The appellant pled guilty to possession of marijuana and possession of paraphernalia (Health & Saf.Code, ss 11530, 11555) and was placed on probation on condition that he serve four months in the county jail. While serving his term in jail, he was charged with possession of marijuana and possession of marijuana in a jail (Health & Saf.Code, s 11530; Pen.Code, s 4573.6). A jury acquitted appellant of both charges. The trial judge then modified the order for probation, extending the period of probation and adding six months in jail as a condition of probation. The trial judge granted a stay of execution of one year pending the determination of this appeal.
We recognize that the superior court may revoke probation in the interests of justice if it has reason to believe that the probationer has committed other offenses. (Pen.Code, s 1203.2, subd. (a).) Revocation rests in the sound discretion of the court. Although that discretion is very broad, the court may not act arbitrarily or capriciously; its determination must be based upon the facts before it. (In re Davis, 37 Cal.2d 872, 236 P.2d 579; People v. Walker, 215 Cal.App.2d 609, 611—612, 30 Cal.Rptr. 440.)
Also, we note in People v. Hayko, 7 Cal.App.3d 604, 609, 86 Cal.Rptr. 726, 729 ‘A court is justified in revoking probation even though the circumstances would not warrant a conviction. (People v. Vanella, 265 Cal.App.2d 463, 469, 71 Cal.Rptr. 152.) All that is required is that the grounds for revocation be clearly and satisfactorily shown; thay need not be established beyond a reasonable doubt.’
We agree, however, with the conclusion of the court in People v. Lynn, 271 Cal.App.2d 670, 76 Cal.Rptr. 801. The court said at page 674: ‘Since the trial court stated no ground for the revocation of probation, we assume it was on the ground of the new felony convictions, and for that reason only, the judgment (following revocation of probation) must be reversed. Now that the narcotics convictions are being reversed, they cannot stand as a ground for revocation of probation.’
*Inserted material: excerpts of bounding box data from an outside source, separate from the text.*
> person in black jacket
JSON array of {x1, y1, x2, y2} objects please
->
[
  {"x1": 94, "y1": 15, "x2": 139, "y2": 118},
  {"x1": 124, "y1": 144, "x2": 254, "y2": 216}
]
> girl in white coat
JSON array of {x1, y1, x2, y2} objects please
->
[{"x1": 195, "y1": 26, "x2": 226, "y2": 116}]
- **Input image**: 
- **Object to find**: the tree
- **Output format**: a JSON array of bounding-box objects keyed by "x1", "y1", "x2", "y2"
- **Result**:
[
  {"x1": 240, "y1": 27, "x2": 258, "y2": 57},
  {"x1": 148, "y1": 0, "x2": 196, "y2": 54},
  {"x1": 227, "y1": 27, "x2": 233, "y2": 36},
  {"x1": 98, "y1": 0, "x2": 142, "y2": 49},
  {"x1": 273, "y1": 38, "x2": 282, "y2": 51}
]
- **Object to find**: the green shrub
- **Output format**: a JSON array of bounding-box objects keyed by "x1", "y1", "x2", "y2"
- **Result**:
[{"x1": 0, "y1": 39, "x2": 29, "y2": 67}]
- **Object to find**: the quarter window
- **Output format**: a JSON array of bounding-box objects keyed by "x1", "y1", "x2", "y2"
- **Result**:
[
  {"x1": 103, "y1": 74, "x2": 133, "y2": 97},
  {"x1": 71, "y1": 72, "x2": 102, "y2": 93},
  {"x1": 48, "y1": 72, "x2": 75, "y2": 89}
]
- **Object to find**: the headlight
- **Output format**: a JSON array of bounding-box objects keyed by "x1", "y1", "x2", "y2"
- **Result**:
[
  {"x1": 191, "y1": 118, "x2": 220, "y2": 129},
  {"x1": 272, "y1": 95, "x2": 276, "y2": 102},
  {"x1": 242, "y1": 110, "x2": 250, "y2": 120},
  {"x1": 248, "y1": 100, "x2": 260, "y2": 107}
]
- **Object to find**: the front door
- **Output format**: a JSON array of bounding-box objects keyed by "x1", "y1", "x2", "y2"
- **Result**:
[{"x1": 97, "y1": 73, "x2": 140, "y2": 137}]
Here the appellant denied knowledge that the marijuana was on his person. His explanation was that the shirt which he had been wearing was dirty and stained by reason of his driving a tractor. He had found a clean shirt in the washroom of the jail and put it on, removing the one he had been wearing. The marijuana was found in the pocket of this second shirt. The appellant testified he did not look in the pocket of this shirt.
There was also testimony presented by a guard at the jail that appellant's character was deemed good and described appellant as quiet, passive, with a sensitive personality who had been a cooperative inmate.
Here the petitioner was tried before a jury and acquitted. There was substantial support in the evidence for the jury's determination that he was not guilty of any offense. There was no reason other than the charges of which he was acquitted supporting the revocation of probation.
The order modifying appellant's probation was error and is therefore reversed.
HAROLD C. BROWN, Associate Justice.
DRAPER, P.J., and CALDECOTT, J., concur.